Covered questions:

At 0:47

2natec:

How you'd program push-ups and pull-ups for someone who used to be proficient in doing them (ie worked up to doing weighted push-ups and pull-ups), but has completely neglected doing them past few years?

At 05:19

Alexander Egebak:

What are your preferences for alternative exercise selection if someone is unable to perform weighted push-ups? Bench press, dips, tuck planche push-ups?

At 11:12

Mitchell Howley:

What are your thoughts on how best to structure double (or multiple) sessions of training in a day? I find skill work and lower body mobility work in the early afternoon tend to energize me for upperbody strength work in the evening.

At 13:01

Maximiliano Santiago:

As someone who needs to lose a lot of weight (20 lbs) and is still a beginner (technically, back into the gym after a multi-year break) how should I approach training in the first months of training so as avoid overdoing it or unnecessarily stop myself from increasing intensity and/or volume?

At 15:13

Jakub Kowalski:

Do you belive in Tuck Front Lever Rows? They are problematic when it comes to ROM and positioning of the body - you can have more or less ROM each session or more or less tuck. Would you rather use some type of Barbell Row or maybe progress the body lean on Bodyweight Arc Rows?

At 17:43

Matthew Mulvey:

How is Yaad's back?

At 25:41

Jonathan Jessop:

Could you recommend safe ways to increase strength and size in the neck? I used to train frequently with a neck harness (made by Ironmind) but I stopped because of concerns I have over the potential long-term harm it could cause the cervical vertebrae.

At 31:18

Christopher Nowak:

Do you plan on providing any nutritional guidance for fat loss or muscle gain?

At 31:54

Gregor Baer:

I was wondering why there is such a big discrepancy between bodybuilding and bodyweightfitness in terms of research or scientific information. Obviously, scientific concepts from powerlifting and bodybuilding apply almost the same way in terms of building muscle or strength, but the calisthenics/gymnastics/bodyweightfitness community doesn't seem to have the same amount of people offering research-based advice, as far as I have seen personally.

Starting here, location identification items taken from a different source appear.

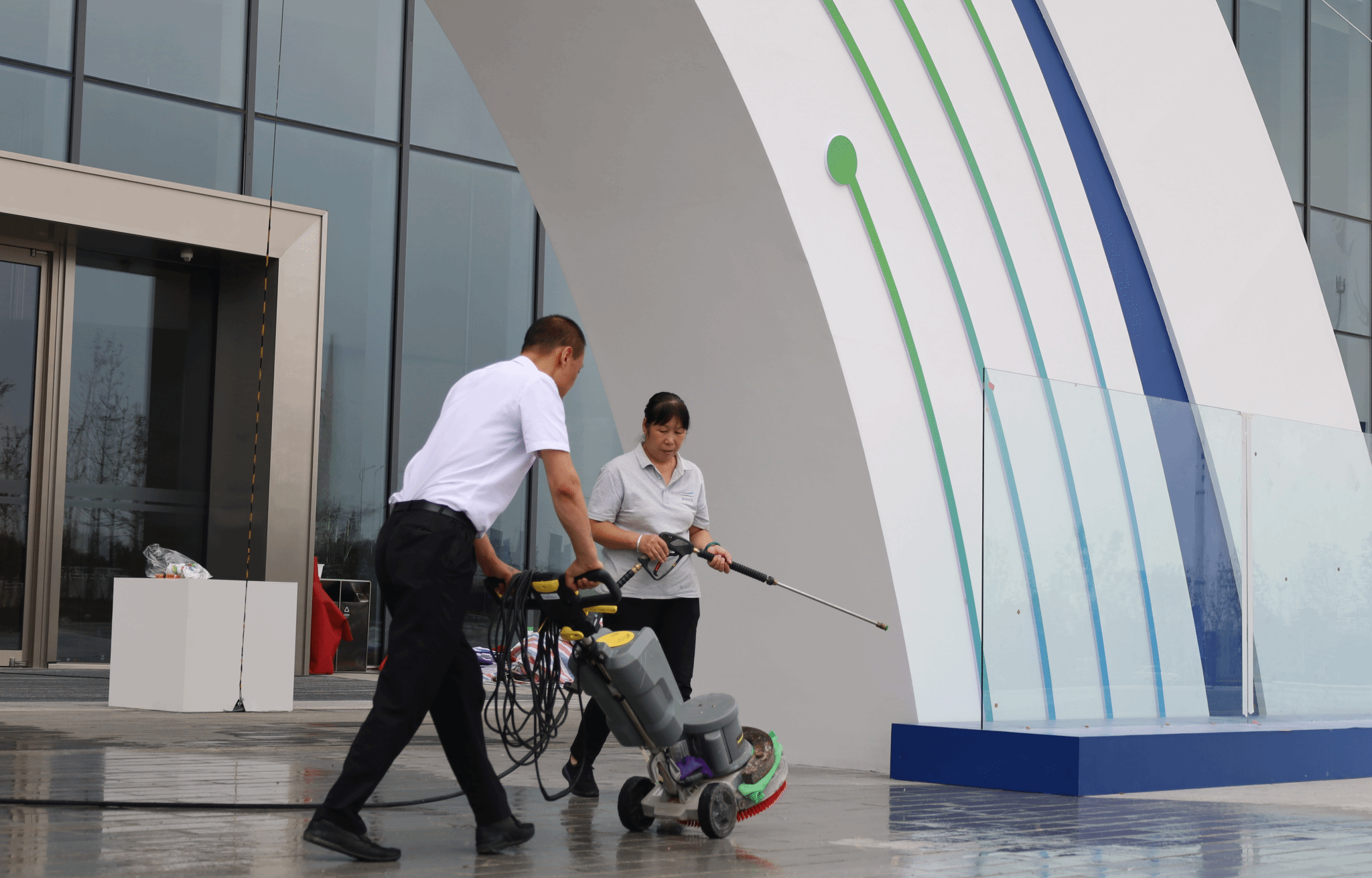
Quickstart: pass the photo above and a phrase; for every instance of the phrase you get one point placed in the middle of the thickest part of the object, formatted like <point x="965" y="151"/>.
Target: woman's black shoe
<point x="496" y="837"/>
<point x="356" y="845"/>
<point x="585" y="785"/>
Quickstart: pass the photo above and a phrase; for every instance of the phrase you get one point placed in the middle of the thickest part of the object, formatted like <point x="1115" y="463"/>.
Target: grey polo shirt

When I'm thinking of science-based approach, people like Brad Schoenfeld, Mike Israetel, or Eric Helms come to mind, but in bodyweightfitness I can think of none (even though there are many that produce good content).

At 35:52

Jason Richer:

Yaad, what are the top 3 things you have improve/learn by training under Joshua.

At 51:58

Damani Turner:

Many moons ago i came across this forum post: https://www.gymnasticbodies.com/forum/topic/9580-perfect-workout-nutrition-2013/#entry92263 while looking for nutrition information as it pertained to bodyweight fitness and weightlifting. I understand that this was primarily geared towards gymnasts and bodyweight fitness practitioners, but is it applicable to someone who primarily focuses on strength training/powerlifting? Is the information Joshua provided still relevant 5 years ago or has research made strides that would call for an update. Looking back now, is there anything Joshua would change about what he wrote with the knowledge and experience he's gained since then, especially after finishing medical school?